FGF21 seems to act like a candy-coloured stop sign. When researchers measured its levels in study participants who’d fasted for 12 hours, they discovered that sweets-scorning Danes had 50 percent more FGF21 in their systems than those who confessed to a serious sweet tooth. And the composition of the gene matters, too. Some participants had particular—and apparently weakened—variations of FGF21. Those folks were much more likely to eat larger amounts of gummies and sweets.
What does it mean? Like much that has to do with the liver, it’s an ongoing question. But the results suggest that our livers do send out signals about the foods and nutrients that we need. And now, when you find yourself forgoing the chips for a Hershey bar, you know which organ to blame.
Snooze Patrol
The brain gets all the credit for serving as our master biological clock: It’s the circuitry that governs our circadian rhythms, the 24-hour cycle dictating everything from our appetite and body temperature to our sleepiness, immune system and mental health. But what if—you guessed it—the liver had something to do with these rhythms as well? Euro-pean researchers set out to see if they could make the connection.
Back in 2017, working with mice, which also run on a 24-hour clock—the researchers were amazed to find that livers grow and contract by more than 40 percent over the course of the day. Because mice are nocturnal, eating by night and dozing during the day, the size of their livers nearly doubles after dark. It makes sense: Liver cells need to work hard to convert food into fuel, so they swell to ensure peak production. But once it’s bedtime, there isn’t the same need for that effort, so the liver powers down to conserve energy.

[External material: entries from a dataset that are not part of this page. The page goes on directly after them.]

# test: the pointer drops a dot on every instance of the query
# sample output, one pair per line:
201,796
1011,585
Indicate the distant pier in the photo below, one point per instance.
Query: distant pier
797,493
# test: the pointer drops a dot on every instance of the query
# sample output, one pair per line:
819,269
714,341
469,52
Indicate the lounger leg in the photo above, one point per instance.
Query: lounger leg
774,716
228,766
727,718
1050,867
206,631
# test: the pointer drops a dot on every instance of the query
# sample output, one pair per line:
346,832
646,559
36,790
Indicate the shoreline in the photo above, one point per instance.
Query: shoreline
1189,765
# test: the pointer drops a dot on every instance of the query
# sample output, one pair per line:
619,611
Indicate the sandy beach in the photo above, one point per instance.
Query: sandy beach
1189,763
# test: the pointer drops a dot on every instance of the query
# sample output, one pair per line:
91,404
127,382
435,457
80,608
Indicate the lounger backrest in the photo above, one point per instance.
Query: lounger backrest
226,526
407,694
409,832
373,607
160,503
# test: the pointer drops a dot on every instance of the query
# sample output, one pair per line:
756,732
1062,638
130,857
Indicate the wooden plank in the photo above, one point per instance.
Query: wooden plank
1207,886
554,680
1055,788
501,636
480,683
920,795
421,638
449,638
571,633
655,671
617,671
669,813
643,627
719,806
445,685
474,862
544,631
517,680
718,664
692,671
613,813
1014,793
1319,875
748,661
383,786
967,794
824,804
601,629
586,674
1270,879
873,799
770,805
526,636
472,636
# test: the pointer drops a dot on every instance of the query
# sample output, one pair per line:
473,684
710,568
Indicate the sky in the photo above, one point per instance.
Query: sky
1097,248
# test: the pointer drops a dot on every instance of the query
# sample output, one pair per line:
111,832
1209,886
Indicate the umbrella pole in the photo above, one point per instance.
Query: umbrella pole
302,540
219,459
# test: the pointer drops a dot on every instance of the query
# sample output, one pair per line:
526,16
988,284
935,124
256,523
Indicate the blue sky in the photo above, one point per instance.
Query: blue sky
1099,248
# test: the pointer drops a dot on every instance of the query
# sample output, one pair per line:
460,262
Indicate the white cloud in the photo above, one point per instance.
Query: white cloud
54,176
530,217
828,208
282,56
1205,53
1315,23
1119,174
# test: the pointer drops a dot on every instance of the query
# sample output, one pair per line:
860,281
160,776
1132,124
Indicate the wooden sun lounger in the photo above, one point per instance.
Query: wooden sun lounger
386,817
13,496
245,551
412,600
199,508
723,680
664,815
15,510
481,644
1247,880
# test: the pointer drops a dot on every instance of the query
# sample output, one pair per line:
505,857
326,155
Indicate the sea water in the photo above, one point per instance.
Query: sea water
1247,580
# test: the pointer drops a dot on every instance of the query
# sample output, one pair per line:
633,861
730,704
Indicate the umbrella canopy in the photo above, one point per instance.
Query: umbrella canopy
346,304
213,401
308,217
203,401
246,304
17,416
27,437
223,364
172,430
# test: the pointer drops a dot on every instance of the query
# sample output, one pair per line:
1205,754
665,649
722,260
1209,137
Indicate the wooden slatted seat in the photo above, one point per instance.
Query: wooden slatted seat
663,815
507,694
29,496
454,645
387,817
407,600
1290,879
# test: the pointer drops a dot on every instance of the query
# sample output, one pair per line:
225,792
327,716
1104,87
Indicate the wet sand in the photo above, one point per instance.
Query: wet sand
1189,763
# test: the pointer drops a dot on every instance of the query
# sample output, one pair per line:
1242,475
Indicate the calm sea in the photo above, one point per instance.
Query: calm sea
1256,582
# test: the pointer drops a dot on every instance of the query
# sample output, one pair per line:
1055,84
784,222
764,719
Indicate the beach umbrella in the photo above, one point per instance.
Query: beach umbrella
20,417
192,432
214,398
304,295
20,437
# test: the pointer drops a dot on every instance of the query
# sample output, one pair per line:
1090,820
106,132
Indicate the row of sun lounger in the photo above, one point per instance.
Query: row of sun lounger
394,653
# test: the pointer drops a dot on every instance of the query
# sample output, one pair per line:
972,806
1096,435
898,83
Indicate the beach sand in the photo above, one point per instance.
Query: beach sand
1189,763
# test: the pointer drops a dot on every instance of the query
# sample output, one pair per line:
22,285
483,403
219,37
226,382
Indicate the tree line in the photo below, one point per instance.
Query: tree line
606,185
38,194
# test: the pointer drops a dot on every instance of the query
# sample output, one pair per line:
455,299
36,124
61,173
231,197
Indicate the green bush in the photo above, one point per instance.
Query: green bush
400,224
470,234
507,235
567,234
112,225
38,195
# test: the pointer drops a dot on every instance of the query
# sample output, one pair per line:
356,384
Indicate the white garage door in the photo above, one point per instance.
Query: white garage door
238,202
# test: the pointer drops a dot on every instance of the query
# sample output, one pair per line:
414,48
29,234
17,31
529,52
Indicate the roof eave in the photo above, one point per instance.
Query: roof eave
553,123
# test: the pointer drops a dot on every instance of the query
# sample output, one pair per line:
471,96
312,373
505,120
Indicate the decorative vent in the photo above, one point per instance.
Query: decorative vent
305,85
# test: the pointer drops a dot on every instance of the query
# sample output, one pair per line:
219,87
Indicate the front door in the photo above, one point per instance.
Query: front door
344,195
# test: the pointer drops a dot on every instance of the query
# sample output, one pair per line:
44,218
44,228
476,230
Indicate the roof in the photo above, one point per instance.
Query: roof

Here’s the catch. When researchers messed with the mice’s circadian rhythms, forcing them to stay awake and feed during the day instead of at night, their livers didn’t undergo the same growth and contraction, even if the mice were eating the same amount. It suggests that the cues that spur our livers into action don’t come from our food—they come from the biorhythm that’s evolved in us over hundreds of millions of years.
So what happens when mice are wound up using a different clock altogether? Last year, some of the same European researchers returned for another experiment. This time, they switched out the liver cells in the mice with human liver cells, and, all of a sudden, the mice started to look a lot less nocturnal. Their daily cycle moved forward, and they began to eat and be active a full two hours before nightfall.
These twin studies underscore the intimate relationship between our liver and our biological clock. And that’s important, because all sorts of modern interventions, including night-shift work, jet lag and the blue light of our laptops and phones, conspire to throw that innate sense of time out of whack. It’s clear already that night-shift work, for example, carries the risk of all sorts of adverse health effects, including cardiovascular disease, diabetes and cancer. The researchers suspect that deregulation of our biological rhythms also has significant consequences for the functions of our liver—and, as we know, the liver controls an awful lot.